Thursday, January 19, 2006

We have nothing to fear but fear itself

I’m afraid of being alone, not short term day to day basis but as in for as long as I can remember I’ve just wanted to lock down a marriage and remove the uncertainty of singledom forever. But by the same token doing it right as in not just marrying someone who want’s Australian citizen ship and shit. It’s an archaic concept too the institution of marriage is not the miserable guarantee it used to be and there are couples I see and say thank god for divorce. So really as a game plan it’s a pretty dumb one, but fear is never rational and I think one advantage I have as a human being is I for one no when not to trust my decision making processes. I know when I’m making decisions out of fear, lust, greed or just a desire for control and like to hold back on these occasions.
Yeah but you know I’m not really actively ploughing the fields I don’t hit the bar scene in desperation and stuff, I don’t look after my cuticles. I don’t really even eat right. I just know what I’d like is to get married and have someone to come home too and bitch about inane things all the time, and more of course like laugh it up, go out to eat, dancing, dancing and more dancing and good quality regular sex as well none of this once a week bullshit. You know and that easy comfortable love feeling where your so familiar nothing else matters in your presence you can drop all the pretenses like when I closed my door and highschool and rocked out to Rage Against the Machine all night, that sort of comfort except your not alone your in company and that’s real important to me.

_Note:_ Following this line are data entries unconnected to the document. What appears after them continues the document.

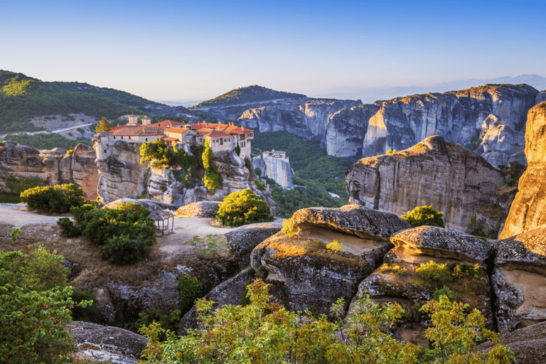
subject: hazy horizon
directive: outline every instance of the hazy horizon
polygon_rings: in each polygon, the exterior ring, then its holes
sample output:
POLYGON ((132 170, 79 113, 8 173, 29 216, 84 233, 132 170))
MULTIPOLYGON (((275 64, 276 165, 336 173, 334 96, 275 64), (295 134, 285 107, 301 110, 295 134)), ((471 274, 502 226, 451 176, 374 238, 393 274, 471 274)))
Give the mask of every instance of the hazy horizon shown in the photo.
POLYGON ((0 69, 154 101, 546 76, 544 1, 2 3, 0 69))

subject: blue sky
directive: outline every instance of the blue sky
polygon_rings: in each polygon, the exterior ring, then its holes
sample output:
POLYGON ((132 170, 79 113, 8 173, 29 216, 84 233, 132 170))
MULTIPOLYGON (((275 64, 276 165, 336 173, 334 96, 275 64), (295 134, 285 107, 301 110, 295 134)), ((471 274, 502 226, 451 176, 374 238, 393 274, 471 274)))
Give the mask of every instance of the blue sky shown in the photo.
POLYGON ((546 1, 0 0, 0 69, 156 100, 546 76, 546 1))

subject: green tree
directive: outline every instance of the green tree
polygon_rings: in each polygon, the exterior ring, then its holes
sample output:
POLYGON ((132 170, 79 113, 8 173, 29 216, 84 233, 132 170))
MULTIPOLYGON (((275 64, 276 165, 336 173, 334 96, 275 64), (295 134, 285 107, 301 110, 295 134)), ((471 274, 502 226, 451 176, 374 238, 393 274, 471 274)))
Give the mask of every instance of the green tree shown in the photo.
POLYGON ((267 204, 249 189, 230 193, 220 204, 216 219, 230 226, 273 221, 267 204))
POLYGON ((424 205, 417 207, 408 211, 407 215, 402 215, 400 218, 412 224, 414 228, 424 225, 444 228, 442 216, 444 213, 437 211, 432 206, 424 205))
POLYGON ((107 120, 105 117, 103 117, 100 119, 100 122, 99 122, 99 124, 97 125, 95 132, 97 133, 105 133, 106 132, 109 132, 111 129, 112 124, 108 122, 108 120, 107 120))

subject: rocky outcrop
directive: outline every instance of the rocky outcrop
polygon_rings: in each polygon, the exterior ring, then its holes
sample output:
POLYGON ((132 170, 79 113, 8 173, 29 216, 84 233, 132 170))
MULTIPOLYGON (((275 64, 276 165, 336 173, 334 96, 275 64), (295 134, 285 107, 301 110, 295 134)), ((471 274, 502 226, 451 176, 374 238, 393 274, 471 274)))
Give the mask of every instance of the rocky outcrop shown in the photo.
POLYGON ((194 202, 178 208, 175 215, 192 218, 215 218, 220 203, 219 201, 194 202))
POLYGON ((331 115, 361 104, 360 100, 307 100, 267 106, 245 111, 239 122, 250 129, 259 128, 260 132, 285 130, 307 139, 321 140, 331 115))
POLYGON ((546 320, 546 228, 498 240, 493 248, 499 330, 546 320))
MULTIPOLYGON (((423 333, 430 326, 429 318, 419 308, 433 298, 437 289, 446 287, 457 301, 478 309, 489 328, 493 328, 485 262, 491 248, 486 242, 468 234, 432 226, 403 230, 390 240, 395 248, 387 253, 384 264, 360 284, 357 296, 370 295, 375 303, 400 304, 406 314, 395 328, 399 338, 428 346, 423 333), (430 261, 449 264, 444 268, 446 274, 425 275, 417 270, 430 261)), ((431 270, 439 272, 438 267, 431 270)), ((353 314, 354 305, 355 301, 348 315, 353 314)))
MULTIPOLYGON (((546 322, 506 333, 500 336, 500 343, 510 348, 518 363, 543 364, 546 363, 546 322)), ((493 346, 488 341, 477 349, 487 352, 493 346)))
POLYGON ((291 222, 294 234, 279 232, 252 250, 252 267, 266 275, 274 299, 292 310, 312 306, 325 314, 337 299, 348 301, 381 264, 392 246, 389 232, 408 226, 361 206, 303 209, 291 222))
POLYGON ((147 338, 123 328, 89 322, 73 321, 66 328, 76 341, 75 358, 90 363, 135 363, 149 342, 147 338))
MULTIPOLYGON (((97 198, 98 170, 93 149, 77 144, 72 154, 55 148, 38 151, 11 141, 0 144, 0 191, 17 192, 18 186, 38 181, 42 186, 74 183, 83 189, 87 200, 97 198)), ((21 191, 19 191, 21 192, 21 191)))
POLYGON ((398 215, 416 206, 444 213, 446 226, 464 231, 470 217, 492 203, 506 215, 514 191, 501 189, 508 175, 483 158, 439 136, 390 155, 364 158, 346 173, 350 203, 398 215))
MULTIPOLYGON (((95 147, 97 147, 95 144, 95 147)), ((203 181, 189 183, 180 177, 182 170, 151 168, 149 164, 140 163, 139 144, 116 141, 108 146, 107 152, 97 159, 99 169, 98 193, 103 203, 120 198, 146 196, 149 198, 180 207, 200 201, 221 201, 232 192, 250 188, 262 197, 277 216, 280 209, 271 198, 269 191, 260 191, 254 183, 254 173, 234 151, 216 152, 212 164, 222 175, 223 183, 214 193, 209 193, 203 181), (192 186, 192 184, 194 184, 192 186)), ((203 176, 204 171, 198 171, 203 176)))
POLYGON ((281 231, 282 221, 245 225, 225 234, 228 246, 241 269, 250 264, 250 252, 258 244, 281 231))
POLYGON ((525 156, 527 170, 520 178, 500 239, 546 225, 546 102, 529 110, 525 156))

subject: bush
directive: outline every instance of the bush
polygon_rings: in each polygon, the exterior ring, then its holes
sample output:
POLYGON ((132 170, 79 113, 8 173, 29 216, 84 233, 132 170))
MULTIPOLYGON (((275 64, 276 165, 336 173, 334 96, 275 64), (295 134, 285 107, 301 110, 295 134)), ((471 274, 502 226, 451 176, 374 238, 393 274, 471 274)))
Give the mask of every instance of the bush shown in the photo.
POLYGON ((414 228, 422 225, 437 226, 444 228, 444 220, 441 217, 444 213, 439 213, 432 206, 419 206, 402 215, 403 218, 414 228))
POLYGON ((110 263, 127 265, 146 257, 152 244, 151 240, 144 240, 141 236, 134 239, 129 238, 129 235, 113 236, 100 246, 99 250, 101 257, 110 263))
POLYGON ((193 307, 196 299, 203 296, 203 283, 189 274, 181 274, 178 277, 178 309, 181 314, 184 315, 193 307))
POLYGON ((65 213, 83 205, 83 190, 74 184, 35 187, 21 193, 28 207, 51 213, 65 213))
POLYGON ((451 272, 446 264, 439 264, 434 260, 420 264, 415 272, 422 279, 432 279, 442 283, 453 282, 451 272))
POLYGON ((273 221, 269 207, 249 189, 230 193, 220 204, 216 219, 223 225, 241 226, 273 221))

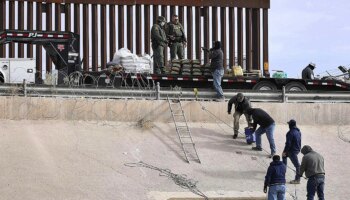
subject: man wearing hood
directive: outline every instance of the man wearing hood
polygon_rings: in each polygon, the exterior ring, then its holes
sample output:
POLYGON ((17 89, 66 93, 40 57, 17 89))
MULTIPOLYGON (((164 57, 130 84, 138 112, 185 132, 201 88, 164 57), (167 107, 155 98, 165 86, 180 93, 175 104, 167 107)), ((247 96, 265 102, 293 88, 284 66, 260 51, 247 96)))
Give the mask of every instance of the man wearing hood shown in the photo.
POLYGON ((213 75, 213 86, 216 90, 216 98, 218 101, 225 100, 224 92, 221 88, 221 80, 224 76, 224 53, 221 50, 221 42, 213 42, 213 48, 210 50, 203 49, 206 52, 209 52, 210 68, 213 75))
POLYGON ((324 200, 325 170, 323 156, 312 150, 309 145, 303 146, 301 153, 304 154, 304 157, 301 161, 300 177, 305 172, 305 176, 308 178, 306 186, 307 200, 313 200, 316 192, 318 199, 324 200))
POLYGON ((151 29, 153 70, 156 74, 164 73, 164 47, 166 47, 168 42, 164 32, 164 25, 165 18, 158 16, 157 23, 151 29))
POLYGON ((268 200, 285 200, 286 166, 280 161, 279 155, 274 155, 272 160, 265 176, 264 192, 269 186, 268 200))
POLYGON ((284 147, 283 153, 282 153, 282 160, 283 163, 287 166, 287 158, 292 161, 294 167, 295 167, 295 179, 290 181, 291 184, 299 184, 300 183, 300 163, 298 160, 298 154, 300 153, 301 149, 301 133, 300 130, 297 128, 297 122, 294 119, 289 120, 287 122, 289 125, 289 131, 286 135, 286 145, 284 147))
POLYGON ((302 79, 314 79, 315 68, 316 68, 316 65, 314 63, 310 63, 308 66, 306 66, 301 72, 302 79))
POLYGON ((271 155, 273 157, 276 154, 275 139, 273 137, 275 131, 275 120, 260 108, 248 108, 247 114, 253 118, 252 129, 256 136, 256 146, 252 148, 254 151, 262 151, 261 135, 266 133, 267 140, 270 143, 271 155), (260 125, 258 129, 256 127, 260 125))
POLYGON ((247 109, 251 107, 249 98, 245 97, 242 93, 238 93, 233 96, 230 101, 228 101, 227 113, 231 114, 232 104, 235 105, 235 113, 233 113, 233 139, 236 139, 238 136, 239 130, 239 118, 244 114, 248 127, 251 123, 251 117, 247 114, 247 109))

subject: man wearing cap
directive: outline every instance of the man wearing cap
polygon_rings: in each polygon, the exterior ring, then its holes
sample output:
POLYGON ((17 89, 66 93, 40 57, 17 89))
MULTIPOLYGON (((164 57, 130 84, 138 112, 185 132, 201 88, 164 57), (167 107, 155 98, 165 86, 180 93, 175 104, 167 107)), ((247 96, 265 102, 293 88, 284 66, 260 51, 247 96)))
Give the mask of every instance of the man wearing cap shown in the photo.
POLYGON ((297 128, 297 122, 294 119, 289 120, 287 122, 289 125, 289 131, 286 135, 286 145, 284 146, 284 150, 282 153, 283 163, 287 166, 287 158, 292 161, 295 167, 295 179, 290 181, 291 184, 299 184, 300 183, 300 163, 298 160, 298 154, 301 149, 301 133, 299 128, 297 128))
POLYGON ((153 50, 153 70, 154 73, 164 73, 164 48, 167 44, 166 35, 164 32, 165 18, 157 17, 157 23, 152 26, 151 40, 153 50))
POLYGON ((274 155, 272 160, 266 172, 264 192, 267 192, 268 186, 268 200, 285 200, 286 166, 280 161, 279 155, 274 155))
POLYGON ((172 16, 171 22, 166 26, 166 34, 169 38, 169 47, 170 47, 170 57, 171 60, 176 58, 184 58, 184 48, 187 44, 187 39, 185 35, 184 28, 179 22, 179 16, 174 14, 172 16))
POLYGON ((235 112, 233 113, 233 139, 236 139, 239 130, 239 118, 242 114, 244 114, 247 120, 248 127, 250 126, 252 120, 246 111, 251 107, 251 104, 248 97, 245 97, 242 93, 238 93, 228 101, 227 113, 229 115, 231 114, 232 104, 235 105, 235 112))
POLYGON ((273 137, 275 131, 275 120, 260 108, 248 108, 247 114, 253 118, 253 131, 255 131, 256 136, 256 146, 252 148, 254 151, 262 151, 261 144, 261 135, 266 133, 267 140, 270 143, 271 155, 269 157, 273 157, 276 154, 276 145, 273 137), (256 129, 257 125, 260 125, 258 129, 256 129))
POLYGON ((316 68, 316 65, 314 63, 310 63, 308 66, 306 66, 301 72, 302 79, 314 79, 315 68, 316 68))
POLYGON ((309 145, 304 145, 301 153, 304 154, 304 157, 300 165, 300 177, 305 172, 306 178, 308 178, 306 185, 307 200, 313 200, 316 192, 318 199, 324 200, 325 170, 323 156, 314 151, 309 145))

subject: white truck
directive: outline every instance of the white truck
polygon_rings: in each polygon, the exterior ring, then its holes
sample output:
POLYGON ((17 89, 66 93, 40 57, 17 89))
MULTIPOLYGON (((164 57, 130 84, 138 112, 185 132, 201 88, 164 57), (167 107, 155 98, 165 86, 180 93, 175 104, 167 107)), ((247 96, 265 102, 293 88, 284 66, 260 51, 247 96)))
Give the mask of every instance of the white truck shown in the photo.
POLYGON ((33 58, 0 58, 0 83, 35 83, 33 58))

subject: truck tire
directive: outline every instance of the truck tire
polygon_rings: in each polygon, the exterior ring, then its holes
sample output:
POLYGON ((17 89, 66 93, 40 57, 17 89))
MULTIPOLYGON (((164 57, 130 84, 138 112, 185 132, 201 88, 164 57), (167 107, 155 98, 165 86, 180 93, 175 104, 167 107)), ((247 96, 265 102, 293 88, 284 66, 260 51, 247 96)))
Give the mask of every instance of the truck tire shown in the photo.
POLYGON ((256 85, 254 85, 253 90, 276 91, 277 86, 270 81, 261 81, 261 82, 258 82, 256 85))
POLYGON ((302 92, 306 90, 305 85, 299 82, 290 82, 286 85, 286 91, 302 92))

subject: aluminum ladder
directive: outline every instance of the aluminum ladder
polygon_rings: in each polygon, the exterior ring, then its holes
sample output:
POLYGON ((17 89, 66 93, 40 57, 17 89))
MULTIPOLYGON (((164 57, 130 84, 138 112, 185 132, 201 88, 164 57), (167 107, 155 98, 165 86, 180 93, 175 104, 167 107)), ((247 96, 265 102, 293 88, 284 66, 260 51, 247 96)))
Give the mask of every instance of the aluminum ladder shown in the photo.
POLYGON ((175 124, 176 133, 179 137, 181 148, 185 154, 186 161, 190 163, 190 160, 194 160, 198 163, 201 163, 198 157, 196 146, 191 136, 191 130, 187 124, 186 116, 183 111, 180 98, 171 100, 169 97, 167 97, 167 100, 169 103, 171 116, 175 124))

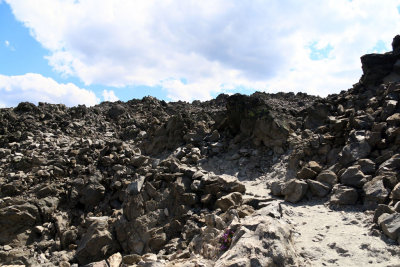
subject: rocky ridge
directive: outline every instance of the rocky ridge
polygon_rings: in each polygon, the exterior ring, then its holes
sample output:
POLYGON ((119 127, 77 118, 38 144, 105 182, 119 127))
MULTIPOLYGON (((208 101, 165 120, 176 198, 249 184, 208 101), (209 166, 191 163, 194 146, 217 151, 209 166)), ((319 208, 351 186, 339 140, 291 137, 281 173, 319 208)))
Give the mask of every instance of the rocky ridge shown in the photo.
POLYGON ((326 261, 299 246, 295 203, 316 200, 365 214, 384 243, 359 250, 400 262, 399 51, 396 36, 392 52, 361 57, 360 81, 326 98, 1 109, 0 263, 357 266, 340 241, 326 261))

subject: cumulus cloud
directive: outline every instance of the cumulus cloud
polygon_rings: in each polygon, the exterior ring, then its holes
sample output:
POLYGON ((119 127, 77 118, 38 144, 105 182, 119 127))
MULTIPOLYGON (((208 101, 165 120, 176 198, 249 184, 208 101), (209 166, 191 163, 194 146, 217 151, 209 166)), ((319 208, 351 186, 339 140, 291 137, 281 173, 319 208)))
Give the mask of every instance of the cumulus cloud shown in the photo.
POLYGON ((67 106, 93 106, 100 101, 90 90, 79 88, 72 83, 60 84, 37 73, 18 76, 0 74, 0 95, 0 107, 13 107, 22 101, 35 104, 62 103, 67 106))
POLYGON ((174 100, 239 87, 339 92, 400 28, 398 0, 6 2, 56 71, 87 85, 161 85, 174 100))
POLYGON ((119 98, 115 95, 113 90, 103 90, 103 99, 104 101, 115 102, 118 101, 119 98))

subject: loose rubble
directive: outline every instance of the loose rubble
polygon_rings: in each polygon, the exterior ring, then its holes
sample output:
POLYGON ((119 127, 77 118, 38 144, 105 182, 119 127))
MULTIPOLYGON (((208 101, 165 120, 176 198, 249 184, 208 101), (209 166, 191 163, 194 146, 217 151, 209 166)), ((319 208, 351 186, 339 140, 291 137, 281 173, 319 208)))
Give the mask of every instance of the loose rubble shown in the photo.
MULTIPOLYGON (((399 40, 393 52, 362 56, 360 81, 326 98, 257 92, 0 109, 0 263, 340 263, 296 244, 296 203, 315 200, 365 211, 369 238, 386 242, 379 260, 399 257, 399 40)), ((338 242, 325 249, 356 266, 338 242)))

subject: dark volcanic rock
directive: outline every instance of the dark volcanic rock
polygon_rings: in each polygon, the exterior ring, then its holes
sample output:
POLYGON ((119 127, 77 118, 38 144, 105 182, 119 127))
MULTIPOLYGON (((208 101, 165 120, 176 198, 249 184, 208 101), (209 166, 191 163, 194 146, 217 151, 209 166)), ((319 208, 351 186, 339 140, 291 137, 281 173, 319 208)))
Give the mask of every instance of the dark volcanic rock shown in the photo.
POLYGON ((392 45, 326 98, 0 109, 0 264, 305 265, 267 185, 292 203, 363 204, 399 240, 399 36, 392 45))

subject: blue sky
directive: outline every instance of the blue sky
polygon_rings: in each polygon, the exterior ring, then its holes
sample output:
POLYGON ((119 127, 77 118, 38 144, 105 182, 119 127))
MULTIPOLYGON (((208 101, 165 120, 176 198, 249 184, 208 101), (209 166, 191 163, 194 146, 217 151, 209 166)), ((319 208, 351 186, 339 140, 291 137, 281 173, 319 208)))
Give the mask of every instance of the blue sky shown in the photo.
POLYGON ((384 3, 0 0, 0 107, 338 93, 400 33, 384 3))

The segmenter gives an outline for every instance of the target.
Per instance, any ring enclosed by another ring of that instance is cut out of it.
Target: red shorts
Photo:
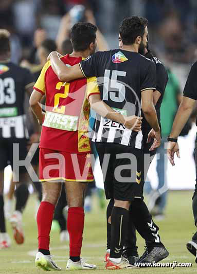
[[[39,172],[40,181],[94,180],[89,153],[71,154],[41,148]]]

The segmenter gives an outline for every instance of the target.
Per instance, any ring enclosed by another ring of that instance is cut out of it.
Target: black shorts
[[[113,143],[96,142],[104,177],[106,198],[132,201],[142,198],[143,151]]]
[[[0,170],[10,165],[13,169],[13,144],[19,143],[19,160],[25,160],[27,154],[27,140],[16,138],[0,138]],[[20,172],[26,172],[25,167],[19,168]]]

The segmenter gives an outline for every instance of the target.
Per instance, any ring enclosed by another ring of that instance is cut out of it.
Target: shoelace
[[[127,263],[129,264],[129,261],[127,260],[127,259],[125,258],[124,257],[122,257],[122,260],[124,263]]]
[[[49,255],[50,257],[49,257],[49,260],[50,260],[51,261],[52,261],[52,264],[56,266],[56,267],[57,267],[57,268],[58,268],[58,266],[57,265],[57,264],[56,264],[56,263],[53,261],[53,260],[52,260],[52,258],[54,257],[53,255]]]

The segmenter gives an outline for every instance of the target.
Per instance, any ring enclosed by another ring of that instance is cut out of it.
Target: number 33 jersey
[[[129,116],[141,114],[141,92],[155,89],[154,63],[136,52],[116,49],[98,52],[80,63],[85,77],[96,76],[103,101]],[[142,135],[97,115],[93,141],[142,148]]]
[[[33,86],[30,71],[0,61],[0,138],[27,138],[24,104],[26,89]]]
[[[71,66],[82,58],[67,54],[61,60]],[[88,98],[93,94],[100,94],[96,77],[60,82],[48,61],[33,88],[46,95],[40,148],[71,153],[90,152]]]

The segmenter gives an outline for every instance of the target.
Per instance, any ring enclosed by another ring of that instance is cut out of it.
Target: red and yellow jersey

Yet importantly the answer is never someone else, such theories have worked poorly for people in the past most notably (probably) Kurt & Courtney. I don’t want to sound Puerto Rican or anything but ‘You gotta look out for number one’ which is more self centred than necessary. You aren’t adding anything to a relationship if you don’t have your own sense of worth to take in. I was listening to ‘The Real Thing’ by Faith No More an album I enjoy because for some reason almost every song on the album reminds me of one of my ex girlfriends the first of which almost made me cry today. It probably says more about me than the girls but ‘From Out of Nowhere’ reminds me of a girl I dated in first year. The break up was particularly ugly by virtue of her coming down with depression and there was a clear cut deterioration of the relationship so I don’t think it was ultimately the wrong decision, I should have left when I got ultimatums over the length of my hair. But she came down with clinical depression neither of us knew at the time but I’ve felt like I got shafted because I couldn’t make her happy anymore. But of course nobody could have and since I learned about clinical depression and understand what a horrific affliction it can be I felt guilty because she told me about it and I didn’t respond because as the dumped individual I felt empowered by cutting her off. Which was horrible really it was 6 months after we’d gone separate ways what could I have felt threatened by except the very real fear that I would get hurt again. But that was a poor decision who I am now three years down the road would endeavour to help anyone even if they’d stabbed me in the balls so long as they ask, (and realising I’ve only got as much time as anyone else) but I’d try rather than look after myself because the long term damage to me of making that decision based on fear (and that her choices I can’t control ) still causes guilt today. Incedently I’m sure she’s fine but most people who have trouble moving on believe that there are contracts between people which brings me back to marriage. Loving someone doesn’t entitle you to anything, people shouldn’t sock you in the eye for overcooking steak and you shouldn’t stick in the relationship but it doesn’t mean you don’t love that person nor does it mean that because you love them they are obliged to treat you with respect and shit.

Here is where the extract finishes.